The Mental Health Exercise Connection

May is a month of observance for Mental Health Awareness, so I’d like to talk about all of the ways that exercise, including a resistance strength training regimen with a qualified personal trainer, can benefit your mood and mental health. Please note: I am not a mental health practitioner, and exercise alone does not replace the care of a licensed psychiatrist or therapist and/or appropriate prescription medications. If you need someone to talk to, you can call the Crisis Hotline here by calling or texting 919-231-4525 or 1-877-235-4525.

You may not realize that the benefits of a regular exercise regimen are not just physical, but mental as well. We tend to think of our bodies and our minds as two distinct units that exist apart from one another, but what goes on in our brains is very closely tied to what is happening with our bodies. According to an article from the American Psychological Association, “There’s good epidemiological data to suggest that active people are less depressed than inactive people. And people who were active and stopped tend to be more depressed than those who maintain or initiate an exercise program,” says James Blumenthal, PhD, a clinical psychologist at Duke University.

Blumenthal published a study in Psychosomatic Medicine wherein he and his colleagues prescribed sedentary adults with major depressive disorder to either supervised exercise, home-based exercise, antidepressant therapy or a placebo pill. After four months of treatment, Blumenthal found that patients in the exercise and antidepressant groups had higher rates of remission than did the patients on the placebo. After following up with his patients a year later, he found that those who had continued exercising reported lower levels of depression than those who had stopped.

Exercise isn’t effective for managing just depression, either. Researchers have found that patients struggling with anxiety disorders and heightened sensitivities to stress responses also benefited from regular exercise. According to the same APA article, “Researchers have also explored exercise as a tool for treating — and perhaps preventing — anxiety. When we’re spooked or threatened, our nervous systems jump into action, setting off a cascade of reactions such as sweating, dizziness, and a racing heart. People with heightened sensitivity to anxiety respond to those sensations with fear. They’re also more likely to develop panic disorder down the road, says Jasper Smits, PhD, Co-Director of the Anxiety Research and Treatment Program at Southern Methodist University in Dallas and co-author, with Otto, of the 2011 book “Exercise for Mood and Anxiety: Proven Strategies for Overcoming Depression and Enhancing Well-being.”

Smits and Otto reasoned that regular workouts might help people prone to anxiety become less likely to panic when they experience those fight-or-flight sensations. After all, the body produces many of the same physical reactions — heavy perspiration, increased heart rate — in response to exercise. They tested their theory among 60 volunteers with heightened sensitivity to anxiety. Subjects who participated in a two-week exercise program showed significant improvements in anxiety sensitivity compared with a control group (Depression and Anxiety, 2008). “Exercise in many ways is like exposure treatment,” says Smits. “People learn to associate the symptoms with safety instead of danger.”

The reason that exercise can be so beneficial for mental health outcomes is not completely understood, but we have a few ideas about why it works.
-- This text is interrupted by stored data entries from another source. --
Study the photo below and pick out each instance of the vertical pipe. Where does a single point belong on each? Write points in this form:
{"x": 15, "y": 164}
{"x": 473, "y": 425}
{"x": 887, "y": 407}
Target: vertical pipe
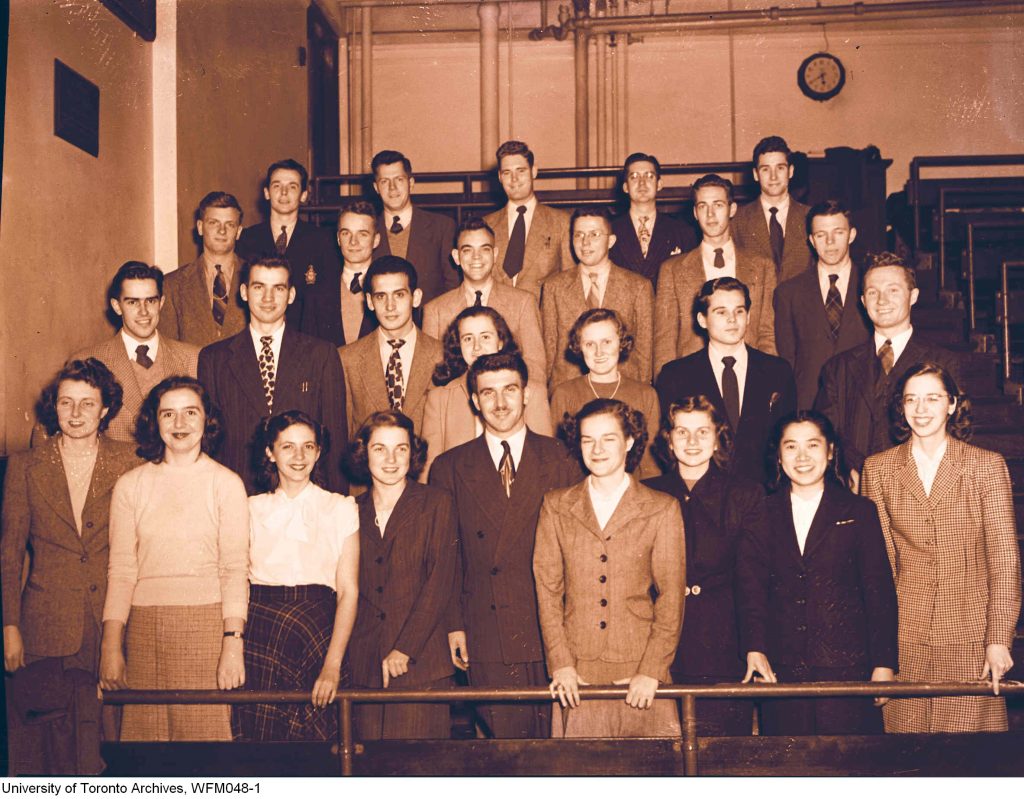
{"x": 487, "y": 11}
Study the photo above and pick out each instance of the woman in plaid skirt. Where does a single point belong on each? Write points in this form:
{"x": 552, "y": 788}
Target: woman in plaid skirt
{"x": 947, "y": 515}
{"x": 303, "y": 568}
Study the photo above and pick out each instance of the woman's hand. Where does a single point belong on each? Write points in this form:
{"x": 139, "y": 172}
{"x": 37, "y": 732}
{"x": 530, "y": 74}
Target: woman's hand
{"x": 997, "y": 663}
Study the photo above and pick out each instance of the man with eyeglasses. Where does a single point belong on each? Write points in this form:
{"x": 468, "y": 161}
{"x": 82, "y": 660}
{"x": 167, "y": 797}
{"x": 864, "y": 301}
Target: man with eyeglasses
{"x": 645, "y": 238}
{"x": 201, "y": 299}
{"x": 596, "y": 283}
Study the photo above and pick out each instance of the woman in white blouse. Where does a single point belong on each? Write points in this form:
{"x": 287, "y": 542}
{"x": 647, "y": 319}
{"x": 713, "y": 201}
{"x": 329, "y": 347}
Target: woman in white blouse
{"x": 303, "y": 571}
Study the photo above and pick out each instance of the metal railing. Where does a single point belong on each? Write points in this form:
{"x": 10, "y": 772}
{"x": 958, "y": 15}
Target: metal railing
{"x": 688, "y": 743}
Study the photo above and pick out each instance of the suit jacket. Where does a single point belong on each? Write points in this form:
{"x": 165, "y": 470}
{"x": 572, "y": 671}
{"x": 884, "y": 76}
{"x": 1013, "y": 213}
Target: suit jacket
{"x": 769, "y": 393}
{"x": 547, "y": 246}
{"x": 495, "y": 600}
{"x": 562, "y": 301}
{"x": 751, "y": 232}
{"x": 593, "y": 585}
{"x": 431, "y": 238}
{"x": 406, "y": 579}
{"x": 676, "y": 331}
{"x": 802, "y": 332}
{"x": 517, "y": 307}
{"x": 366, "y": 391}
{"x": 308, "y": 379}
{"x": 855, "y": 395}
{"x": 671, "y": 236}
{"x": 187, "y": 311}
{"x": 68, "y": 571}
{"x": 832, "y": 606}
{"x": 173, "y": 358}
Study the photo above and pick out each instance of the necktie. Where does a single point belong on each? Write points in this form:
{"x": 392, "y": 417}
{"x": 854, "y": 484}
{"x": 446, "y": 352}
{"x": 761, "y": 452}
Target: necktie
{"x": 392, "y": 376}
{"x": 834, "y": 306}
{"x": 644, "y": 235}
{"x": 266, "y": 369}
{"x": 142, "y": 356}
{"x": 506, "y": 467}
{"x": 517, "y": 244}
{"x": 219, "y": 296}
{"x": 776, "y": 236}
{"x": 730, "y": 391}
You’ve probably been told before that “exercise releases endorphins”, which is a mood-boosting and regulating chemical in your brain. An article in The Primary Care Companion to the Journal of Clinical Psychiatry states that, “Aerobic exercises, including jogging, swimming, cycling, walking, gardening, and dancing, have been proved to reduce anxiety and depression. These improvements in mood are proposed to be caused by exercise-induced increase in blood circulation to the brain and by an influence on the hypothalamic-pituitary-adrenal (HPA) axis and, thus, on the physiologic reactivity to stress. This physiologic influence is probably mediated by the communication of the HPA axis with several regions of the brain, including the limbic system, which controls motivation and mood; the amygdala, which generates fear in response to stress; and the hippocampus, which plays an important part in memory formation as well as in mood and motivation.

Other hypotheses that have been proposed to explain the beneficial effects of physical activity on mental health include distraction, self-efficacy, and social interaction.”

So, whether it floods your brain with happy chemicals or simply works as a distraction and self-esteem boosting fix to daily stressors, exercise can be an important step in the self-care and management of your mental health.